Individual investors keep the boat afloat through SIPs

Retail and high net-worth individuals hold 53.3 per cent of all assets under management in MFs

Indian investors continue to show faith in mutual fund investments by setting aside a sum every month for systematic investment plans (SIPs). The steady inflow into mutual fund schemes is in fact somewhat shielding the markets from a free-fall, even as foreign institutional investors (FIIs) go on a selling spree.

In the first six months of FY19 (April-September), the inflow (mostly into equity schemes) through the SIP route has been ₹44,487 crore, a 52 per cent jump over the same period in FY18.

Swimming in wealth

In what is seen as an interesting trend and, to some extent, indicative of increasing investor awareness and discipline, is the fact that despite markets correcting steeply from the start of the current fiscal, monthly inflows into mutual funds have ranged from ₹6,690-7,727 crore. As volatility increases, investors seem to be ploughing in more money to average the costs and gain from any potential future rallies.

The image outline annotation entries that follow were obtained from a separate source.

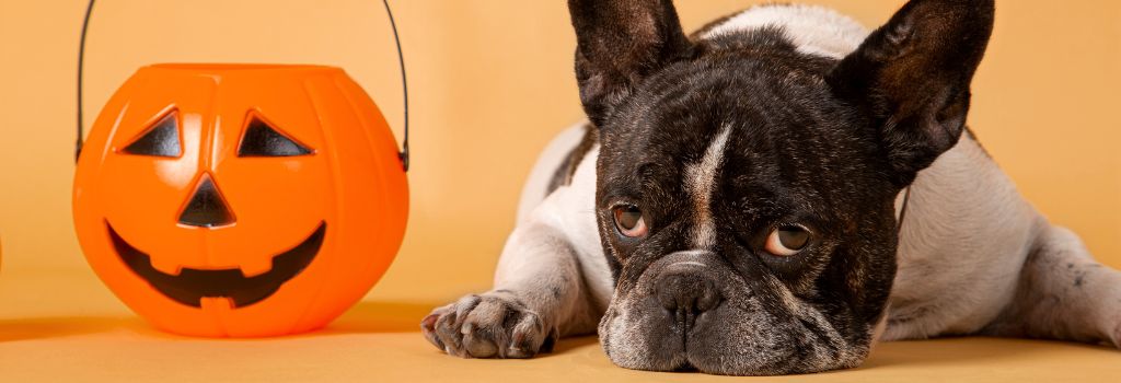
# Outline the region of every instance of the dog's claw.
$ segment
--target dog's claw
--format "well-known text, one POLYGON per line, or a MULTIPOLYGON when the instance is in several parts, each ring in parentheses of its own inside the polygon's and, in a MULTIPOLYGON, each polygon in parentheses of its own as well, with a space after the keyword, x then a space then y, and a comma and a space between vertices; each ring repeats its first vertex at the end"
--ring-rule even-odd
POLYGON ((509 293, 471 295, 420 320, 426 339, 460 357, 527 358, 552 348, 556 330, 509 293))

According to the latest data from industry body AMFI (Association of Mutual Funds in India), asset management companies currently have 2.44 crore SIP accounts, through which regular investments are made by retail investors. Given that investments through the systematic route can be done for as little as ₹500, the equity culture is slowly catching on. The average ticket size of SIP investments on a monthly basis is still moderate at ₹3,165.

But over a period of time, the ticket size and mutual fund penetration are expected to increase as more online platforms and apps come into being.

Retail share rising

The assets managed by the mutual fund industry as of September 2018 stood at ₹24.3 lakh crore, an increase of 13.4 per cent over September 2017, according to data from AMFI. Of the total corpus, 41.9 per cent of the assets are in equity-oriented schemes, up from 36.9 per cent in September last year.

Individual investors (retail and high net-worth individuals) hold 53.3 per cent of all assets under management, while institutions (corporates, banks and such) make up the remaining 46.7 per cent. In absolute terms, individual investors hold ₹12.97 lakh crore of assets as of September 2018, an increase of 24.8 per cent over the same period in 2017. About 87 per cent of the assets under equity-oriented schemes are held by individual investors. In debt funds, the proportion invested by this class of investors is 44 per cent. In liquid and money-market funds, institutional investors dominate the mix.

Love for equity

The composition of individual investors’ holdings indicates that equity is the favoured avenue, with equity-oriented schemes forming about 68 per cent of their assets. Another 25 per cent is held in debt-oriented funds. Liquid/money-market schemes and ETFs (exchange traded funds) account for the remaining 7 per cent. The proposition that equity is a suitable long-term vehicle seems to have found resonance with retail investors.

Investments are not just in tax-saving mutual funds. Inflows are increasing in diversified equity schemes of all hues — large-, mid- and small-caps. Unlike in the earlier market corrections of 2008, 2011 and 2013, retail investors haven’t pressed the panic button and sold en masse in recent years. They have stayed put with equity funds even when markets corrected severely.

According to data from AMFI, as of June 2018, individual investors hold around 7.4 crore mutual fund folios — of which 7 crore are retail and a little over 0.4 crore are HNI accounts. The fact that individual investors hold a majority of the mutual fund investments in India suggests that they are an important force driving the markets.